Kathryn Mikells – Corporate EVP and CFO: Yeah, we will give next year’ s guidance at our Investor Conference in November. So, I think I gave you a little bit of color about what we’ re working on and we’ ll give you more about 2014 when we get to November.
Shannon Cross – Cross Research: Can you talk a little bit about the Technology business in terms of the strength in equipment sales? Obviously, you had the backlog going into the quarter, I’ m curious as to sort of linearity during the quarter, and then if you can talk at all about sort of geographic areas of strength and weakness?
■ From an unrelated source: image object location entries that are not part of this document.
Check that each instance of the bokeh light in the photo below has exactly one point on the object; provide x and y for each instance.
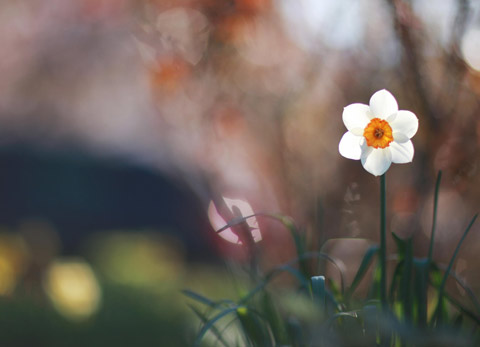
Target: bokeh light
(73, 288)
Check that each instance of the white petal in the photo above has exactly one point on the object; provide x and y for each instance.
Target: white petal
(406, 123)
(383, 104)
(356, 116)
(400, 137)
(377, 160)
(402, 152)
(350, 146)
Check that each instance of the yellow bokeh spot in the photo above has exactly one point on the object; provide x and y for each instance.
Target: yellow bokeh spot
(73, 288)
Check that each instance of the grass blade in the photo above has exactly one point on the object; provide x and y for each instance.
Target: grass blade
(211, 323)
(362, 269)
(406, 281)
(437, 317)
(204, 320)
(434, 221)
(421, 285)
(319, 292)
(199, 298)
(383, 243)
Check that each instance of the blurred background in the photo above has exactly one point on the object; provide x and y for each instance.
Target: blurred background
(131, 130)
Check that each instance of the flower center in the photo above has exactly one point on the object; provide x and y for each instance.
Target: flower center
(378, 133)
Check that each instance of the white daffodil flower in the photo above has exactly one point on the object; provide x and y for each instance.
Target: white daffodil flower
(378, 134)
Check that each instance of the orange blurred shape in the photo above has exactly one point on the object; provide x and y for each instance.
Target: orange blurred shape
(168, 74)
(218, 221)
(103, 8)
(228, 120)
(234, 27)
(252, 5)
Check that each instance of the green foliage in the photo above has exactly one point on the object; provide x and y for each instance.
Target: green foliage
(416, 311)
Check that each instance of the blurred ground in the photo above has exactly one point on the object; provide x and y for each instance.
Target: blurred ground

Ursula M. Burns – Chairman and CEO: Yeah, we saw the improvement in Document Technology throughout the quarter. As you recall, we exited Q1 with a strong backlog and we started to benefit from that backlog immediately throughout the quarter, even at the tail end of quarter one. And we’ re pleased with that. We expected that to happen and it actually delivered as we expected. From a geographic perspective, I would say, you should – we can characterize it as pretty much the same. So, we continue to see a weak but steady U.S. environment. We see Europe weak but not weakening, and our developing economies are pretty much – they slowed a bit, but they’ re the strongest of the three. We did see a bit of a slowdown in Russia. We started to see that in Q1 and it continued in Q2, but we’ re managing that. So geographies are like that. The high end of our business, particularly in U.S. but – even in Europe, the high end of our business is doing very well. So we’ re seeing that strength with new products and just good focus on the business and good competitive win. So, from a line of business that’ s where we see the improvement.
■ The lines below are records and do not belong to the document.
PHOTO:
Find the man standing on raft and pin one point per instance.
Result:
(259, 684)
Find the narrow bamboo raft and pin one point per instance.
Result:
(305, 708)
Shannon Cross – Cross Research: Then, I was curious, Kathy, when you think about mix of revenue, how are you thinking about balancing it from a margin perspective, especially in Services, because, obviously, ITO is a lower margin sale? I mean, are you putting in place – I don’ t know – programs with the sales force to, what have you, to make sure that if you sign a BPO program, then you can maybe do a little more ITO, or how can we kind of stabilize some of the margin there, and maybe just even in the overall portfolio?
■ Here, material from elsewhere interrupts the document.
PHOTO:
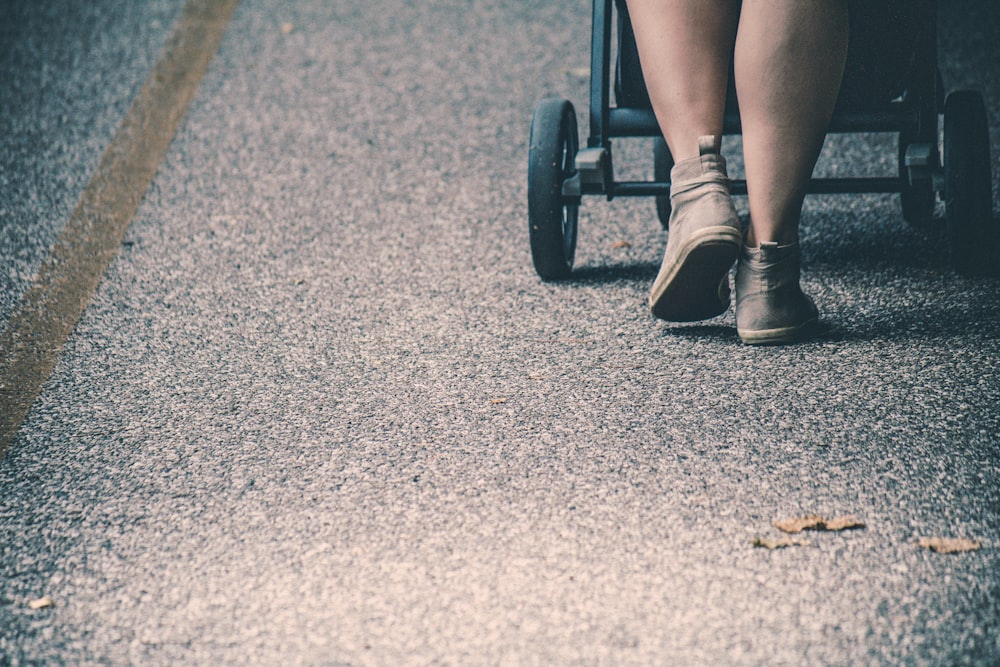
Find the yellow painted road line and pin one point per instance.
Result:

Kathryn Mikells – Corporate EVP and CFO: Yeah, so, I’ m going to take that a little bit in two chunks. I am a big believer that at the end of the day we create mix; mix doesn’ t just happen to us. Obviously, changing mix kind of takes a little bit of time. If you look overall at ITO, yes, the growth has been a little bit higher there. That’ s coming from things that we signed in 2011; that we’ ve just continued to implement, and as a result, we’ ve seen that tick up. ITO is a place where we’ re not a huge player in the market. We really participate there, I think, very selectively and we’ re pretty disciplined in terms of what we go after. So, as we look at the overall portfolio of business, we’ re really focused on putting our resources and energy most in the areas where we bring competitive advantage to the table, we bring scale to the table, we bring capability to the table. We can move up the margin chain by penetrating and radiating at customers and that’ s where we’ re really focused over the long-term. I’ d also tell you tactically, right; we are doing better blocking and tackling. I think when we talk about our confidence in terms of overall Services revenues, I’ m sorry, margins, we’ re really seeing that; and that work has got to continue. So, day-in and day-out, making sure that we’ re doing everything we can both to reduce costs and to execute well, because we know especially on these larger contracts, if it takes us too long to stand them up then we see margin pressure. So, those are all the different things we’ re working on.